Mourier a fait le premier album avec le coloriste de Lanfeust. «Mais cela ne fonctionnait pas, il ne comprenait pas mon dessin. Dès le premier essai avec Claude Guth, que j'avais repéré sur la série «Vauriens», c'était parfait. Et il a eu l'idée de faire en bleu les petits lézards qui servent d'amuse-gueule aux trolls, qu'on a du coup appelé les Sfroumptchs».

«C'est une légende que tu racontes, le coupe Claude Guth. Ce n'est pas moi, c'est le coloriste Yves Lencot qui les a faits bleus dans le tome 1. Mais bref, c'est un bonheur de travailler dans un univers aussi coloré. Pour moi, la couleur ne doit pas jouer un rôle esthétique, mais narratif. Je suis passé au numérique au tome 12, alors ce n'est pas plus rapide, mais c'est bien moins éreintant. Sans l'ordinateur, ce que l'on fait est irréversible, donc il faut une attention de tous les instants.»

Le sosie de Jack Sparrow se fait boulotter

Le dernier tome paru, «La ballade de la mer qui mouille», est d'autant plus coloré qu'il se déroule sous les tropiques, Waha partant à la recherche de son fiancé Pröfy. Avec un pirate grassouillet qui ressemble étrangement (mais en plus rond) au Jack Sparrow de «Pirates des Caraïbes». «Oui, la ressemblance est totalement voulue, avec d'ailleurs les mêmes codes couleurs que dans le film. Nous voulions le présenter grassouillet, puis il maigrissait durant la traversée. Finalement, il diminue bien, mais parce que les trolls en mangent des bouts pour tenir sur le bateau.»

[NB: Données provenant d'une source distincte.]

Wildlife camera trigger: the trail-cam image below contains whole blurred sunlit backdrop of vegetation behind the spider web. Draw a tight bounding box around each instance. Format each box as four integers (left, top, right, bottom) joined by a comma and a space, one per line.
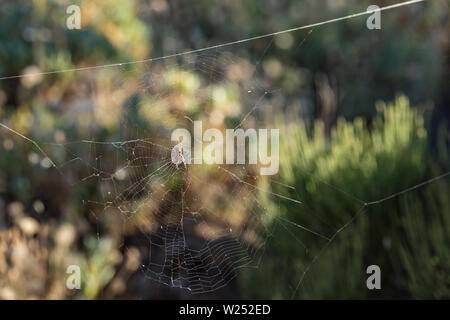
0, 0, 450, 299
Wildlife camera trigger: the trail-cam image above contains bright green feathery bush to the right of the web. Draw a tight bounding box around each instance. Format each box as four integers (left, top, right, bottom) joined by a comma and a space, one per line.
243, 96, 450, 299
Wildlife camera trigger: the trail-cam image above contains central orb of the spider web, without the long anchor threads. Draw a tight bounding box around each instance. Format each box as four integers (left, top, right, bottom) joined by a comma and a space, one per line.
46, 48, 284, 293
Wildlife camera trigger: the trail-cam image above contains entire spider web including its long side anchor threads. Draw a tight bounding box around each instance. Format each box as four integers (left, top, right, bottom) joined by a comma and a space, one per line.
1, 0, 449, 296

C'est l'un des paradoxes de la série: on rit beaucoup, mais on ne peut s'empêcher de frissonner quand un humain, voire un personnage qui a joué un rôle dans l'album, finit dans la casserole «On ne frissonne pas pour les sangliers d'Astérix», fait remarquer Mourier. Il y a une référence directe au petit Gaulois dans cet album, un marin lançant, quand Pröfy fait éclater ses chaînes, «Il est déchaîné», gag d'«Astérix et les Goths» qu'Obélix ne comprend pas tout de suite.

Un village qui n'est jamais le même

«Il y a d'autres similitudes avec Astérix, dit Mourier, notamment le village troll. Si on regarde attentivement, il n'est jamais le même au fil des albums, pas plus que ne l'est le village des Gaulois.»

Arleston, Mourier et Guth prennent beaucoup de plaisir sur cette série à succès et ne sont pas près d'arrêter. «Jean-Louis est l'un des dessinateurs qui respecte le plus le scénario», constate Claude Guth. «Oui, il n'y a rien à toucher, dit Mourier. Ma liberté, elle est dans la création d'animaux fantastiques, qui apparaissent dans le paysage sans jouer de rôle. Ou c'est moi qui ai fait que les plumes sur le chapeau du chef pirate soient en fait celles d'un singe vivant et rose.»

Si les Gaulois ont leur potion magique, les trolls n'en ont pas besoin, vu leur force naturelle et leur appétit pour le moins féroce. Mais celui qui se régale le plus, c'est le lecteur, dans ce qui constitue l'une des séries les plus drôles de la BD. Alors comme les trolls à table, on en veut encore!